Raupenfliege an Mazedonischer Witwenblume (Knautia)

Desdemona im Schwimmbad

Das Latifundenwochnenende wurde von einem Kulturschwimmbadbesuch unterbrochen. Wir hatten dem Motorradmeister zum Geburtstag einen Besuch der Shakespeare Company Berlin geschenkt. Wir trafen uns zum Auftaktessen bei Sagar. Das Ta Panta Ri, bei dem auch schon manches Geburtstagessen mit Meze-Platten stattfand, schloß leider die Tage.
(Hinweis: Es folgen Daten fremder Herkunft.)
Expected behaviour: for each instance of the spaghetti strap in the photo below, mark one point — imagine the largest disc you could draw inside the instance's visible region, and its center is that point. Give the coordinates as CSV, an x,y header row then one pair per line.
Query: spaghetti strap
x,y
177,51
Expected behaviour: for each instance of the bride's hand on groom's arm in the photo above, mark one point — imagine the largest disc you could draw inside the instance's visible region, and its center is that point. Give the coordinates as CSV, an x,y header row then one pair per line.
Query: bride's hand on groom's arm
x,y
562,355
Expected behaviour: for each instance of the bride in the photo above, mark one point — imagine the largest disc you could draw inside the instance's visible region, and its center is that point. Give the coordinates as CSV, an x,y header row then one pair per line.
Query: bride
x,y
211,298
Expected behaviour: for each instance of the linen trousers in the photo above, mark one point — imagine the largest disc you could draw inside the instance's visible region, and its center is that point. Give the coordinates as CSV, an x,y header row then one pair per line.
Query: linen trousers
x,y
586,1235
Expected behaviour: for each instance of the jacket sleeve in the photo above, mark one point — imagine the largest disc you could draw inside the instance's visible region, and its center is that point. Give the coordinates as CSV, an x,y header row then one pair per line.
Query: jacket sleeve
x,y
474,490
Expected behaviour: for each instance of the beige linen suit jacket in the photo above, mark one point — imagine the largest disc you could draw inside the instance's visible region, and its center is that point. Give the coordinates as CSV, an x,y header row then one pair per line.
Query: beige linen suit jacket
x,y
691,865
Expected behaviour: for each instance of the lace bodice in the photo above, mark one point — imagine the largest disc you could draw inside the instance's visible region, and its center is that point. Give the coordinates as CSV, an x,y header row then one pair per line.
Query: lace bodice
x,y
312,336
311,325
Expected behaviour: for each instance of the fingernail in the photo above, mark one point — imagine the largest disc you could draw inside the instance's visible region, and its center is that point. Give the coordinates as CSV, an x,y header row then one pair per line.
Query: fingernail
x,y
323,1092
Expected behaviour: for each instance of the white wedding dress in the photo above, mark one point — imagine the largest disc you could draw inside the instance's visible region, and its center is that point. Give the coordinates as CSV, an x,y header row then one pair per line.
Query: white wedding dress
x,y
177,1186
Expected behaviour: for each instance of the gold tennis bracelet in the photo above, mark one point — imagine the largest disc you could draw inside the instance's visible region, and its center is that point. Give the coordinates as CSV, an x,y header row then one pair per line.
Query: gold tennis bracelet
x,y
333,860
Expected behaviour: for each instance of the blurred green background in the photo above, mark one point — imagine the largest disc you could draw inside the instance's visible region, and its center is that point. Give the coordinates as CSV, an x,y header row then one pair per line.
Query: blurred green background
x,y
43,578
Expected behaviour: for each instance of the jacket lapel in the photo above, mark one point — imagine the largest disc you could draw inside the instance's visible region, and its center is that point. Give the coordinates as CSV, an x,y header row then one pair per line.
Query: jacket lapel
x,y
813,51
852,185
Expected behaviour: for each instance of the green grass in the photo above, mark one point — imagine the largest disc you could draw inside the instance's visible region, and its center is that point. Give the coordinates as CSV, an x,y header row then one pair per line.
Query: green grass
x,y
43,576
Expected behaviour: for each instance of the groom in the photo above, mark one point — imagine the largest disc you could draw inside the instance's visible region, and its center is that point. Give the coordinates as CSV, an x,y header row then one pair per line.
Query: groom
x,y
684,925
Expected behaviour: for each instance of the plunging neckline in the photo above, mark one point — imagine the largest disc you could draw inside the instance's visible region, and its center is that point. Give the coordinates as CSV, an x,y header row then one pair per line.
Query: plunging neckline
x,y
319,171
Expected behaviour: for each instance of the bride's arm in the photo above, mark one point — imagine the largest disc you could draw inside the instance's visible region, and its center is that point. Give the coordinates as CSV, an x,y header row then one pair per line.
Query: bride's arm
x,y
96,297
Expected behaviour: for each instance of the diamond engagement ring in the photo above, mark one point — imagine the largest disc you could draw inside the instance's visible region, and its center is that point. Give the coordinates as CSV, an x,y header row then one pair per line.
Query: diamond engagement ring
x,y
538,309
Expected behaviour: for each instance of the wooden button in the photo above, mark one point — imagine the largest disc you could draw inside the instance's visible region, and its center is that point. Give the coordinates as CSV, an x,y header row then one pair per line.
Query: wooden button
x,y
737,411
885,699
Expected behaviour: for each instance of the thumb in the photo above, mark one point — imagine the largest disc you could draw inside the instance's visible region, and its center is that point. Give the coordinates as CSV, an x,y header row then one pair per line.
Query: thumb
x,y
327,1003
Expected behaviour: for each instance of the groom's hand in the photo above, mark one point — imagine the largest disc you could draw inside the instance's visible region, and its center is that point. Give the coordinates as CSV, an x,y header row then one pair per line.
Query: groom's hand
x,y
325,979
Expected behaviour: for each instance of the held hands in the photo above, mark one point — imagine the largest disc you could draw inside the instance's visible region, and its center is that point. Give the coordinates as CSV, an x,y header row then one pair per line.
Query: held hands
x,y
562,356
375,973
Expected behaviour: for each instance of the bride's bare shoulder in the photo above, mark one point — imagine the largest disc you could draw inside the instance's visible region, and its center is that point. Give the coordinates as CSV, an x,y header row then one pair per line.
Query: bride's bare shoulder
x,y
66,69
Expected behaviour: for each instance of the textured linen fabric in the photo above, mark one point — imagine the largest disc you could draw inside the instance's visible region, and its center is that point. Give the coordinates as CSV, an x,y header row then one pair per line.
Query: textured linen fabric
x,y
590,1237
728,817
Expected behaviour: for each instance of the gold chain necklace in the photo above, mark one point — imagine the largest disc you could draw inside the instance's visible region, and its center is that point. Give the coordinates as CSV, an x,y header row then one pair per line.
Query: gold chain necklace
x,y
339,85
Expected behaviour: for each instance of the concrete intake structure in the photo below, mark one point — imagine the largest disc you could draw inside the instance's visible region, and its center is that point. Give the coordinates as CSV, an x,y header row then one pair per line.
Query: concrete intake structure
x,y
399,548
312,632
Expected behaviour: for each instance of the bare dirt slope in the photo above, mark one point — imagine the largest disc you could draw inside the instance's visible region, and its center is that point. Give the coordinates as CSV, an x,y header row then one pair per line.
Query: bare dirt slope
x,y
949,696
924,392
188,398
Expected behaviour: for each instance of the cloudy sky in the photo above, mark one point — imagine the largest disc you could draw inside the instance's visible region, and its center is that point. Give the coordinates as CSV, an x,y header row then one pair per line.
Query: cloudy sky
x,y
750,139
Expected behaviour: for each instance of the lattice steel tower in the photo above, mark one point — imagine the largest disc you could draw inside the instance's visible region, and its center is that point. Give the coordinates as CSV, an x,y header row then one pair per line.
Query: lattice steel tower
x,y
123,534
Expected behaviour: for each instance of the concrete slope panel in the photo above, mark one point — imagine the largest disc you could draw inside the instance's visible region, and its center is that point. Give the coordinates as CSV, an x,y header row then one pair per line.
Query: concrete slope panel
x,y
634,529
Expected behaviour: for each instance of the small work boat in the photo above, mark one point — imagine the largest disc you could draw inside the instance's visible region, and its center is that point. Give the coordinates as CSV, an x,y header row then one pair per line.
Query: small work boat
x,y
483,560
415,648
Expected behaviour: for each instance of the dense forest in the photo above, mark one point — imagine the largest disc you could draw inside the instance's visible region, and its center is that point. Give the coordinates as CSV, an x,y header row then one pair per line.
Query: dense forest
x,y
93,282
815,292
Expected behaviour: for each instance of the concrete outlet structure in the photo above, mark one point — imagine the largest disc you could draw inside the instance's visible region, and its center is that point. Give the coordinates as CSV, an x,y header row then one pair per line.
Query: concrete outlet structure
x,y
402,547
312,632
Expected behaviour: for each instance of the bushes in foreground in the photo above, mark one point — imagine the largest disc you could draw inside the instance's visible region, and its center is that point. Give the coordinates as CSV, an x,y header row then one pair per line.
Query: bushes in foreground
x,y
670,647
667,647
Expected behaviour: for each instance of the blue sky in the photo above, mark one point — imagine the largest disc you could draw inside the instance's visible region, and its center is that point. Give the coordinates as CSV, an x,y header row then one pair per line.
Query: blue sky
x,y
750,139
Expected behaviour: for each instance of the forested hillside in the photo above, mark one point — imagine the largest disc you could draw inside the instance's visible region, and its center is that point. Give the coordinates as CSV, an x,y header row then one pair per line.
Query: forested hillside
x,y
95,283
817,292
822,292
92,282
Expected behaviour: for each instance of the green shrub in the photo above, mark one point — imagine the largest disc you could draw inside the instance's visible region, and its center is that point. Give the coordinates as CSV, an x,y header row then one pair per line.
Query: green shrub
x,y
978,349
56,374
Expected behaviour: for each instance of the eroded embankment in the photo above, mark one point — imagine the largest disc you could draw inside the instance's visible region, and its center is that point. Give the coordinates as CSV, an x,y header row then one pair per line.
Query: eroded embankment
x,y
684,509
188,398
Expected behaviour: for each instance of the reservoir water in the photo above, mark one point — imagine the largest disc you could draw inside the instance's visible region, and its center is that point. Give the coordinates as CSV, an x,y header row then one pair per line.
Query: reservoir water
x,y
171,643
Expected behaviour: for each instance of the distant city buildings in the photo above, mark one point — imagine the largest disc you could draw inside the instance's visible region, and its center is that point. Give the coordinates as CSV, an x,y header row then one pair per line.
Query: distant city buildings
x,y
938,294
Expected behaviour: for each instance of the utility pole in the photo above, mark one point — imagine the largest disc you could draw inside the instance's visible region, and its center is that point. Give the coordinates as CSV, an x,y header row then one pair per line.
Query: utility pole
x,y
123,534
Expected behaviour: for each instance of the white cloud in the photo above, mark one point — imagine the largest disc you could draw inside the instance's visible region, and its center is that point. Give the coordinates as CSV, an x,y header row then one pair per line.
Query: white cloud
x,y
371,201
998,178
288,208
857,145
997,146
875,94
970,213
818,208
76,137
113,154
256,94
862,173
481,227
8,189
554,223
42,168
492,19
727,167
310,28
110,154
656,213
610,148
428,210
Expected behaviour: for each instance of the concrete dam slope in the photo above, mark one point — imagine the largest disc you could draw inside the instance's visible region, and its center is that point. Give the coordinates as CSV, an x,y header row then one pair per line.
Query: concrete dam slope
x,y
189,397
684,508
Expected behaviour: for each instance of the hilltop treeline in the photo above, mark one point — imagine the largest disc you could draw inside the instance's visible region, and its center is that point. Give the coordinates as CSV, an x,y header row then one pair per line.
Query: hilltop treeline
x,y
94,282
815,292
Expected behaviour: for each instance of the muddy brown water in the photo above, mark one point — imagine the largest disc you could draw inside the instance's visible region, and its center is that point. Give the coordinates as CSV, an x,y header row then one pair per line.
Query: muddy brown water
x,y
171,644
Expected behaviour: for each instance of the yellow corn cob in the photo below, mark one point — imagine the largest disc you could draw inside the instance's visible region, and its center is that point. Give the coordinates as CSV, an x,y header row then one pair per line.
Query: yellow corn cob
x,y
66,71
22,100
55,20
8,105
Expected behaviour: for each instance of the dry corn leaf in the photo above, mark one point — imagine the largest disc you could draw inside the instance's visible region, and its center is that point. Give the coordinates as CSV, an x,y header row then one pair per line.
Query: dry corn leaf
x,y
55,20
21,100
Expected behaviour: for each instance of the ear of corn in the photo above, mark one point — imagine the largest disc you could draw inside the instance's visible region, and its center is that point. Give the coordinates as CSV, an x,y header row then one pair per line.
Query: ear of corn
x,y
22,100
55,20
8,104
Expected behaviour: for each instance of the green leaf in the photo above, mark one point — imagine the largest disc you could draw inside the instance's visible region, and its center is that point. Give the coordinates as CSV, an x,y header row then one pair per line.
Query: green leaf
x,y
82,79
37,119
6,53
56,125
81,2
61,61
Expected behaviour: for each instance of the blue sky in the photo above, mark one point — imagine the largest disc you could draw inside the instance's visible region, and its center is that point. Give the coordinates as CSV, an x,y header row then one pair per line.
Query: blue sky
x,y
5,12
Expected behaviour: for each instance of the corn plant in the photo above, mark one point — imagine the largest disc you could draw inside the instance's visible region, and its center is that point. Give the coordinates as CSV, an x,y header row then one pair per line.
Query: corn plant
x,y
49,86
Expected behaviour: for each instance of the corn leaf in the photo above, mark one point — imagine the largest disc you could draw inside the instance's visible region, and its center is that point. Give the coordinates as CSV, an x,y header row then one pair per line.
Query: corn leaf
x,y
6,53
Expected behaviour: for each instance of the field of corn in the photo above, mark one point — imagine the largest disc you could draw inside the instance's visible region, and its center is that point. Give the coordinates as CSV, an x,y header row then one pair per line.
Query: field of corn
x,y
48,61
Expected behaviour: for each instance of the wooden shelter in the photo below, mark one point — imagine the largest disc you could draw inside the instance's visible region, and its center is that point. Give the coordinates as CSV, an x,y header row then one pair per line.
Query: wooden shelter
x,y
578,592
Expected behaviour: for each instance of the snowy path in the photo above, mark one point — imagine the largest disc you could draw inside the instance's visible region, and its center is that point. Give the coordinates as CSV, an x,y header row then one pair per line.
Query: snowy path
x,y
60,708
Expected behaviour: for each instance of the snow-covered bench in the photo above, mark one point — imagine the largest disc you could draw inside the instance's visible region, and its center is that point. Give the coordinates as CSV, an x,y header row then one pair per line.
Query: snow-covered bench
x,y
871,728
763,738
Nach Butter Chicken und Biryani machten wir uns auf den Weg zum Insulaner. Denn das Shakespeare-Theater steht auf der (ehemaligen) Liegewiese des Sommerbads am Insulaner.

Dort führe ich mich eh zu Hause. Und wenn dann noch unter freiem Himmel wunderbare Kultur hinzukommt. Die Company versucht sich an Shakespeare zu orientieren: Volks- und Unterhaltungstheater mit Tiefgang zu inszenieren. Spärliches Bühnenbild, relativ viel Musik, spezielle Kostüme, vor allem aber die Shakespearische „Wortkulisse.“

Und spannend: Bei Shakespeare und diesen Inszenierungen funktioniert, was bei mir bei Sprechtheater nur selten funktioniert: Ich habe den Eindruck, emotional involviert zu sein, die ganze Vielfalt und Abgründe der armen, kleinen, fehlbaren Menschenwesen auf der Bühne dargestellt zu bekommen.

Othello hatte ich bisher komplett ignoriert. Großes Stück, schöne Inszennierung.

Lebensziele

Das Kulturphänomen Barbenheimer ist zumindest soweit nach Deutschland vorgedrungen, dass es einen Wikipedia-Artikel (samt abgewiesenem Löschantrag darauf) gibt.

Die New York Times porträtiert einen New Yorker, der vielleicht 77 Jahre alt ist, vielleicht auch 97 Jahre alt und dessen Aufgabe im Leben aktuell darin besteht, Pickleball-Spielern auf die Nerven zu gehen. Schon das klingt erstrebendwert. Am ertrebenswertesten aber fand ich den Satz:

His name is Paul Owens (or maybe Paul Rubenfarb or Paul Rosenberg); he claims to be 97, and his cryptic business card reads “Let’s go dancing,” while listing a variety of genres like “doo-wop” and “1950s red-light mambo.”

Auch ein spannendes Proträt: Mike Masnick. Der Outsider/Insider der amerikanischen Techszene, der mir schon durch meine Magisterarbeit 2000 durchgeholfen hat – und immer noch derjenige ist, der Techfreak ist und trotzdem einmal am Tag ruft: Der Kaiser ist nackt!

Die Turku -> Istanbul-Reisebeschreibung kam bei der Etappe Wien->Bukarest an. Ich musste Madame davon abhalten, spontan rumänische Bahnfahrtkarten buchen zu wollen.